In the mid-1960s, after the passage of the Voting and Civil Rights Acts, Martin Luther King Jr. shifted his focus. King theorized that racial inequality could not be defeated without economic equality.
The result was the 1968 Poor People's Campaign, a multicultural, interfaith coalition with economic justice at its core. More than half a century later, a new generation of activists and faith leaders continued the charge.
On Saturday, the Poor People's Campaign: A National Call for Moral Revival, a virtual event, brought people together online.
"Fifty-seven years ago, my father, Rev. Dr. Martin Luther King Jr., reminded America of the fierce urgency of now. That now is not the time to engage of the luxury of cooling off, nor take the tranquilizing drug of gradualism," said Bernice King, daughter of the civil rights icon, in an introductory video.
More than three hours of personal accounts, calls to action, and sermons put economic inequality at the center of a range of issues troubling the U.S. and world. Health care, homelessness and income inequality were key subjects during the event. But so were issues brought to the fore by recent events including the police killing of George Floyd and the pandemic, which has disproportionately affected the Black community.
"There's a system of interlocking injustices of economic inequalities and racism that runs so deep in America. COVID-19 has deepened these injustices," said Nia Winston, general vice president of Unite Here, a hospitality union.
Faith leaders, activists and everyday Americans were among those making the case for massive change.
Celebrities and notables including actors Danny Glover, Debra Messing and comedian Wanda Sykes all spoke to issues of inequality.
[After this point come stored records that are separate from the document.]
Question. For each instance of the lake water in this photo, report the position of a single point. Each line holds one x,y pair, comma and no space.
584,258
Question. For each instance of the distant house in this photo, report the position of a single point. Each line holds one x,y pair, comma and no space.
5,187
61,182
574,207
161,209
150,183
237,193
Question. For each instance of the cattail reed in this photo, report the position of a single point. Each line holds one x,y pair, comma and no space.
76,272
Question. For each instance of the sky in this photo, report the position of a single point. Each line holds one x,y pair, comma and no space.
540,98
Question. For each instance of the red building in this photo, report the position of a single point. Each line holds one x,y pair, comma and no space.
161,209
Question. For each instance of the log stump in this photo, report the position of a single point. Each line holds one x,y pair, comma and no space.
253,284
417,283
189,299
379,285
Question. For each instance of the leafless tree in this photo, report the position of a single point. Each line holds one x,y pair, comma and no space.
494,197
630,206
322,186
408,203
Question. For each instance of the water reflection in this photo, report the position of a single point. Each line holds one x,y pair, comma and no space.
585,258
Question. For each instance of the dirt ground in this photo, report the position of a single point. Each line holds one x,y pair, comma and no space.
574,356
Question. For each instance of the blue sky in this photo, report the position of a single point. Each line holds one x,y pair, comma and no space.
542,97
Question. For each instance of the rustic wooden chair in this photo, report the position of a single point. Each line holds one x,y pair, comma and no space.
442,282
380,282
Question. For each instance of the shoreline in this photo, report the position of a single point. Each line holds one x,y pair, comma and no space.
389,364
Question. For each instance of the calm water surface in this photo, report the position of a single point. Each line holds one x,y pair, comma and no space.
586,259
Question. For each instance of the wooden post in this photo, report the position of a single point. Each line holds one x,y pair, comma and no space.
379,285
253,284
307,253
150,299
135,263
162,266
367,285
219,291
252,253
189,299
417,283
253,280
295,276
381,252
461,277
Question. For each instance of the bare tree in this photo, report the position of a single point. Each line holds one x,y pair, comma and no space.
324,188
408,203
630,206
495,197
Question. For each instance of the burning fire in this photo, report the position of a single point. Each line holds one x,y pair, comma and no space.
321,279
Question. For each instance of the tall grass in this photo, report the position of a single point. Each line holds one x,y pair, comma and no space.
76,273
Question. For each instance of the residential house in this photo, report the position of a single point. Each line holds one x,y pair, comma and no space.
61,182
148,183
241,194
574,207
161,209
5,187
Former Vice President Al Gore and Sunrise Movement activists asked for urgent action on climate change.
Other videos included testimonies of a diverse group of ordinary Americans, gathered from rallies, meetings and hearings.
In one video, Pamela Rush of Alabama recounted the conditions she and her two children endure in their mobile home.
"They charge me $114,000 on a mobile home that's falling apart," Rush said in footage taken from a hearing. "I got raw sewage. I don't have no money. I'm poor."
Curtis Bradford of San Francisco spoke of his experiences with addiction, poverty and homelessness.
"I had to win a city lottery to get housing. At age 55, I finally have health insurance for the very first time in my entire life," Bradford said.
The virtual event was streamed online with simulcasts through MSNBC and C-SPAN. A Facebook livestream for the event garnered over 1 million views, organizers said.
The event was also originally planned as a gathering in Washington, similar to one held two years ago. The pandemic forced organizers to move to the digital sphere. The coronavirus, which has forced massive layoffs, was itself a topic among speakers who cast the pandemic as accelerating longstanding issues of inequality.
Saturday's event was also planned well before nationwide protests ignited by the police killing of George Floyd. In his closing sermon, event co-chair the Rev. William Barber alluded to Floyd's death and similar police killings caught on video.
"On camera, we have witnessed terrible, murderous instances of police violence," Barber said. Many other injustices are not as easily captured on camera, he said.
"Millions of people have been crying, 'I can't breathe' far too long," Barber said.
An encore presentation was streamed Saturday evening, with one more planned for Sunday.